How are you connected to outside?
If you have an internal LAN, which has a gateway through a router, you're
not likely to get any outside intrusion, especially if the router does
Network Address Translation (NATing router...). The likelihood of things
getting out is probably greater than the outside getting in. Iptables
If you are connected directly to the router, whether or not there is a
difference depends on your setup.
If you are connected via a bridge, rather than a router, there is no
protection from the outside if you are connected 1) via a static IP, or 2)
are connected for an extended time via a dynamic IP.
Modem, same thing, depending on whether you are connected long enough to get
spotted. And that can happen almost instantly at times.
In any of the latter cases, iptables is the way to go. It's basically a
packet filter that is highly configurable. The syntax is pretty
straightforward, and if you go about it systematically, you can configure it
to protect your box quite well.
There are those who will tell you that you don't need a firewall if you keep
all your ports closed. If you keep all your ports closed, then why are you
connected in the first place! Fact is that we have to have some ports open
just to communicate.
The issue is what those ports will and will not accept, which is established
by inspecting the incoming packets and having iptables decide whether or not
they should be accepted. There's a lot more to it than that, but that's the
basics. Simply, you do not want to accept packets that are not an
appropriate response to stuff you send out.

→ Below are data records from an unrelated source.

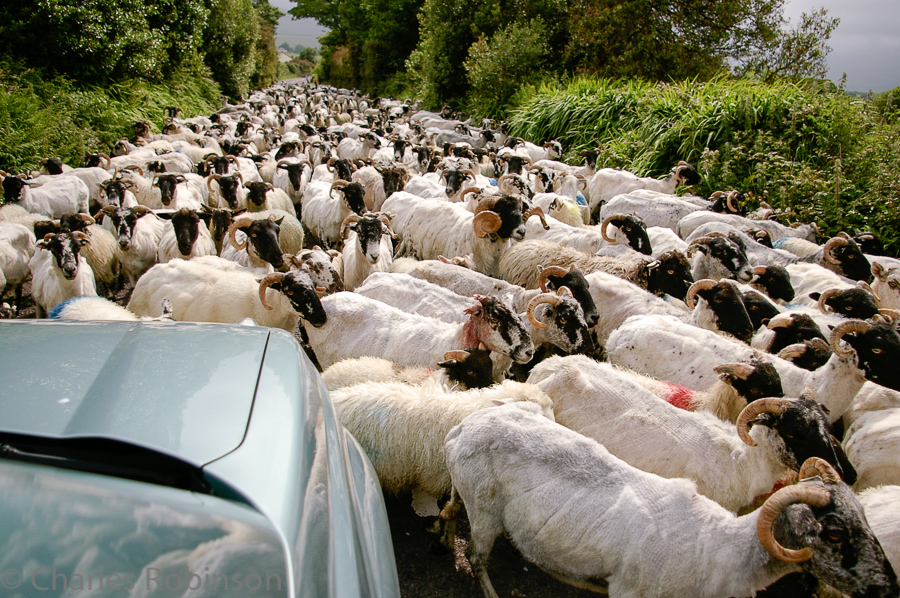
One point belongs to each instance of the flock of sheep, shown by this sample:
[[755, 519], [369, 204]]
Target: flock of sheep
[[644, 391]]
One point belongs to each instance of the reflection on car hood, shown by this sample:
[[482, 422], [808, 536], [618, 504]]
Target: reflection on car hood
[[179, 388], [68, 533]]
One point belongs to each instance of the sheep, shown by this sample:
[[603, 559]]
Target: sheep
[[609, 182], [58, 196], [872, 444], [100, 308], [880, 505], [319, 263], [17, 246], [360, 326], [692, 221], [886, 284], [139, 232], [839, 254], [666, 275], [322, 213], [254, 244], [690, 354], [187, 237], [383, 417], [58, 272], [430, 228], [730, 466], [460, 370], [101, 253], [655, 209], [552, 318], [212, 289], [718, 256], [367, 249], [581, 514]]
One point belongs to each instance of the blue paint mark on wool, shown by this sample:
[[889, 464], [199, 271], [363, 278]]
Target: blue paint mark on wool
[[56, 311]]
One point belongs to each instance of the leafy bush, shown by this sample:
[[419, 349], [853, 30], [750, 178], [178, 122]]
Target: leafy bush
[[42, 118], [812, 152], [229, 44], [496, 67]]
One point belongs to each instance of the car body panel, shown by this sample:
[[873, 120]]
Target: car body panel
[[293, 463], [188, 395]]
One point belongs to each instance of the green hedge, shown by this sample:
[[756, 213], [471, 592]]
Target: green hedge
[[811, 151], [41, 119]]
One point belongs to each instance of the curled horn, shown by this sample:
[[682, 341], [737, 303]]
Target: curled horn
[[846, 328], [793, 351], [265, 283], [386, 220], [486, 222], [799, 493], [536, 211], [816, 466], [457, 355], [824, 297], [862, 284], [730, 201], [468, 190], [550, 298], [782, 320], [770, 405], [700, 285], [830, 247], [738, 370], [232, 230], [605, 224], [340, 184], [347, 222], [546, 273]]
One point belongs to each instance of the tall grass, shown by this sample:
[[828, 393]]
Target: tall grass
[[41, 119], [812, 152]]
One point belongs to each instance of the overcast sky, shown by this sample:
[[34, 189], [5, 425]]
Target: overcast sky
[[866, 44]]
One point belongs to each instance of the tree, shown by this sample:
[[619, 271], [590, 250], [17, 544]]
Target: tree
[[793, 53]]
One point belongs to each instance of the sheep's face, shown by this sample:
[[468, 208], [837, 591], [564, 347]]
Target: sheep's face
[[854, 265], [775, 282], [846, 553], [13, 189], [320, 268], [670, 274], [65, 248], [581, 290], [256, 192], [493, 323], [510, 211], [759, 308], [167, 184], [300, 290], [801, 328], [878, 353], [263, 237], [851, 303], [186, 224], [802, 432]]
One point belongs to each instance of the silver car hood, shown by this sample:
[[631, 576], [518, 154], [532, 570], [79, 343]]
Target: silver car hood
[[124, 381]]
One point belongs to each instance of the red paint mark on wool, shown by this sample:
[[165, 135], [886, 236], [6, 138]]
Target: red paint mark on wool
[[679, 396]]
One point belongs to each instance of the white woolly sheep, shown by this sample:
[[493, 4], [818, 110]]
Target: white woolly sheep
[[580, 513]]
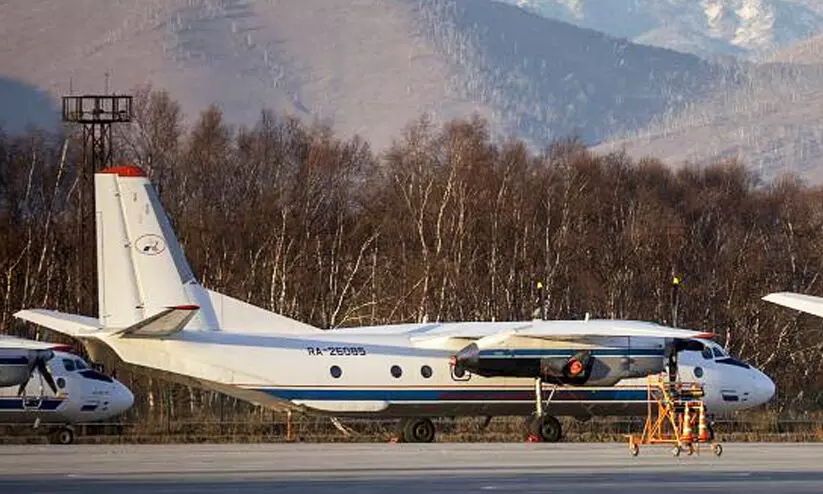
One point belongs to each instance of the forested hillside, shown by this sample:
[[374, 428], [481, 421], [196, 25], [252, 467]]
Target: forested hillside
[[448, 224]]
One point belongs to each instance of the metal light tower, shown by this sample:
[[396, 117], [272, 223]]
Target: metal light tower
[[96, 113]]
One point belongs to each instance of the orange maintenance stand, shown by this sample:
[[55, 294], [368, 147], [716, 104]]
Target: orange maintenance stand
[[676, 416]]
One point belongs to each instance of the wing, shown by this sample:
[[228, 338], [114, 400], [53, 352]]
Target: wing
[[14, 343], [798, 301], [491, 334]]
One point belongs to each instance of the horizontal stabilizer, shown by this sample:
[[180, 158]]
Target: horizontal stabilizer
[[67, 324], [798, 301], [164, 323]]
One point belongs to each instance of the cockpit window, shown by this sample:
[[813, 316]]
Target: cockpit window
[[93, 374], [707, 353]]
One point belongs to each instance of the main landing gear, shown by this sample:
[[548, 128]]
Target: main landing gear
[[543, 427], [417, 430], [62, 435]]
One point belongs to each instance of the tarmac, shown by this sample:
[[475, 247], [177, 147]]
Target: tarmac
[[405, 468]]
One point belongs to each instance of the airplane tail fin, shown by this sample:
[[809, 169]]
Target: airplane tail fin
[[144, 280]]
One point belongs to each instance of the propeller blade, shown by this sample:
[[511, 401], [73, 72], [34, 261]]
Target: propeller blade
[[44, 371]]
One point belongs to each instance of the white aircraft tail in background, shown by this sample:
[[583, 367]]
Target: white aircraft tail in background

Incidentally, note also that this has nothing to do with the loopback
network, unless you are stupid enough to make it available externally.
>> > installed f-prot, and at this point, I have nothing to do.
>> Having used some sort of this on a linux MTA with a bunch of M$
>> clients behind ages ago. If you run Linux only, you don't need
> OK, but I better learn how to play some of the games that came
> with the OS.
Or if you really get bored, write your own! lol!!